Altri sono i problemi da affrontare, sempre nell'ottica della libertà costituzionale di espressione. Fra i primi quello dei sequestri dei siti internet, fino a oggi troppo frequenti anche per reati sostanzialmente modesti, come le violazioni del diritto d'autore. Ma anche per questioni più serie, come la protezione dei minori, ci sono problemi che devono essere risolti a livello di sistema.
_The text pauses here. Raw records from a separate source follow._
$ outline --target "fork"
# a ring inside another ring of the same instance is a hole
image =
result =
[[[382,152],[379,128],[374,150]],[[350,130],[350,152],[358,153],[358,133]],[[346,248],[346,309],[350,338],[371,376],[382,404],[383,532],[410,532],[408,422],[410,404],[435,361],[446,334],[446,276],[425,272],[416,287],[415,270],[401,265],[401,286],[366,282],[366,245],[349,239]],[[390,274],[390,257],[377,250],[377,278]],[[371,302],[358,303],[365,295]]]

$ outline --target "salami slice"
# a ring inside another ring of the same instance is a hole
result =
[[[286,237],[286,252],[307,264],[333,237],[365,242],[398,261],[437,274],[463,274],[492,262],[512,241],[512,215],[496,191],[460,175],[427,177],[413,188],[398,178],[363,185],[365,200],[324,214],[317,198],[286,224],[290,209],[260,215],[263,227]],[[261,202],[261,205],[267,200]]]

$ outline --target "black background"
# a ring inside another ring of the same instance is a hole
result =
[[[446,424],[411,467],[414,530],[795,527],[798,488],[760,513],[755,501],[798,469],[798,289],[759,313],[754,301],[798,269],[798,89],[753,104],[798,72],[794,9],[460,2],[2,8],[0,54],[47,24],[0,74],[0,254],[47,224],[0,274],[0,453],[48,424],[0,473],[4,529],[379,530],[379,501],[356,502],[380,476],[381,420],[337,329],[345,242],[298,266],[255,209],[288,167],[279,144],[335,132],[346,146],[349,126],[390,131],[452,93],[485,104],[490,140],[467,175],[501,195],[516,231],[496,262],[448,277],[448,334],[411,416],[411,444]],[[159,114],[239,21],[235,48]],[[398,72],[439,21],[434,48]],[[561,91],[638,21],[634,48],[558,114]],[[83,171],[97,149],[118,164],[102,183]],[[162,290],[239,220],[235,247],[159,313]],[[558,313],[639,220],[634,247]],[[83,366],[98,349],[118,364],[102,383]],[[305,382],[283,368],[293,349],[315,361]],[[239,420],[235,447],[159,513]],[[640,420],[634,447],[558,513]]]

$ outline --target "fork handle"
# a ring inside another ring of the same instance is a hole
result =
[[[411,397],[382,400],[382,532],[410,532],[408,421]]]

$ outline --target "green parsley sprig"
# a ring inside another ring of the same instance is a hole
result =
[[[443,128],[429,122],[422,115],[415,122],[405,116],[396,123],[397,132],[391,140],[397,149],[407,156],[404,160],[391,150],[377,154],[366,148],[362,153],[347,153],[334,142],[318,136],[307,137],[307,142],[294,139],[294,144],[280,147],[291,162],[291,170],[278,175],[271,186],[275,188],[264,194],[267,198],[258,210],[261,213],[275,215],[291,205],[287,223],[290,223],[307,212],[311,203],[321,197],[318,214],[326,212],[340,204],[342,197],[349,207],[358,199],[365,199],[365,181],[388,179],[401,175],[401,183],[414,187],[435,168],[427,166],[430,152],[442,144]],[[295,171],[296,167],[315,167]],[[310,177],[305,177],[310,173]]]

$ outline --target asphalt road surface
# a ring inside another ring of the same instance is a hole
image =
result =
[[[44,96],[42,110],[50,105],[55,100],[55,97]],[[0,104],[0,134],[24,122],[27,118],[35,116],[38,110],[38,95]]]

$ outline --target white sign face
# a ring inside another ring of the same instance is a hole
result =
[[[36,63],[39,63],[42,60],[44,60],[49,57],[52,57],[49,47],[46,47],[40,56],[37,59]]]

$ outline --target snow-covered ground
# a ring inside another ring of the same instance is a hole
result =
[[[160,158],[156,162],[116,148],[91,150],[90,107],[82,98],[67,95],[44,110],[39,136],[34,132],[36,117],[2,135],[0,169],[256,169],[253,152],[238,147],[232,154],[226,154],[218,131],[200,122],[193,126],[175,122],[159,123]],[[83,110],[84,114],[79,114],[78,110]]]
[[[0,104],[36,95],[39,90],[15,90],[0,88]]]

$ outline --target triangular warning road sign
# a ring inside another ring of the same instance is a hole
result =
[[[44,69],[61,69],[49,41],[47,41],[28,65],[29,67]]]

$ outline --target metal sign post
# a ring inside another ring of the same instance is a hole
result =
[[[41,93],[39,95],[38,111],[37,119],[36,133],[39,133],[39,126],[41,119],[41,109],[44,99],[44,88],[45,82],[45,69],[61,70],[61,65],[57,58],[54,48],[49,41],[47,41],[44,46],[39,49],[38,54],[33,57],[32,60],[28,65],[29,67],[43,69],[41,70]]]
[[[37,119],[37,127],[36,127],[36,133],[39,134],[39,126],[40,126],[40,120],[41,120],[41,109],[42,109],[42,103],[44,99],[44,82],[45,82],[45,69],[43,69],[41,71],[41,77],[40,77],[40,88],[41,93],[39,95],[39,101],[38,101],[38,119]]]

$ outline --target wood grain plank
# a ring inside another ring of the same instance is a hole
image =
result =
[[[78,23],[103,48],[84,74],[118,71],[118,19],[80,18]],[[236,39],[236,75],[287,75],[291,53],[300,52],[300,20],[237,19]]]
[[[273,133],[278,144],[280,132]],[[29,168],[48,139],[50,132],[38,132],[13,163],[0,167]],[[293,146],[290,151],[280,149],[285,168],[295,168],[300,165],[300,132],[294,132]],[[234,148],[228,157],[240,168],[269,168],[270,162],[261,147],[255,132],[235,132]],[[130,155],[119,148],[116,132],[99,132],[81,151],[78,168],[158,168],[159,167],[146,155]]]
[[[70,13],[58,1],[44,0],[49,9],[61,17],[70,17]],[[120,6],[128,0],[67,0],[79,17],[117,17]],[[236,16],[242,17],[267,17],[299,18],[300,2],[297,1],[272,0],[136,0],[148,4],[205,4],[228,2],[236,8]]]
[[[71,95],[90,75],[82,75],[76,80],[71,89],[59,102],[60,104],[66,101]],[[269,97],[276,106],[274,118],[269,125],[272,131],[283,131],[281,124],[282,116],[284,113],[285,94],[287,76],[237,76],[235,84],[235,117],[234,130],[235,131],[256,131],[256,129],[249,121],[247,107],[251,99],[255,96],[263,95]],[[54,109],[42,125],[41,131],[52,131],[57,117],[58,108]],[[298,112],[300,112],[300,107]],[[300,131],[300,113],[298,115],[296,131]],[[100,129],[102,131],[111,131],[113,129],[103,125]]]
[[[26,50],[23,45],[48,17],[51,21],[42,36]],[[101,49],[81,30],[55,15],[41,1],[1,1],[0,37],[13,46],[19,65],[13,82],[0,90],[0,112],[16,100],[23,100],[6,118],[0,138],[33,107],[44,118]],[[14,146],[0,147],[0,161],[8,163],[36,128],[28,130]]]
Per fare un solo esempio, c'è il "decreto Gentiloni" del 2 gennaio scorso, per il contrasto alla pedofilia on line. Esso costituisce uno sviluppo molto pericoloso delle prime azioni di "oscuramento" dei siti internet del gioco d'azzardo illegale (vedi Illegale l'operatore o illegittimo il decreto? di Andrea Pascerini, su InterLex). Si tratta di una vera e propria censura digitale, per la quale il decreto Gentiloni impone di mettere in piedi un'apposita infrastruttura tecnologica. Con lo strumento a disposizione, altre "autorità" potrebbero cedere alla tentazione di usarlo. Nei prossimi giorni affronteremo l'argomento su Interlex.

Un altro problema ignorato dallo schema governativo è quello dell'accesso alla professione giornalistica. Si dirà che esso rientra nel disegno di riforma degli ordini professionali, ma è una questione essenziale in una riforma dell'editoria che si propone di ridisegnare l'intero settore anche nell'ottica dell'informazione elettronica.
Ancora, non si pone la questione della registrazione dei periodici presso il tribunale, quando c'è il Registro degli operatori di comunicazione tenuto dall'Autorità per le garanzie. A che servono due registri? Qualcuno pensa ancora che i giornalisti siano pericolosi sovversivi, da affidare alla sorveglianza costante di un giudice?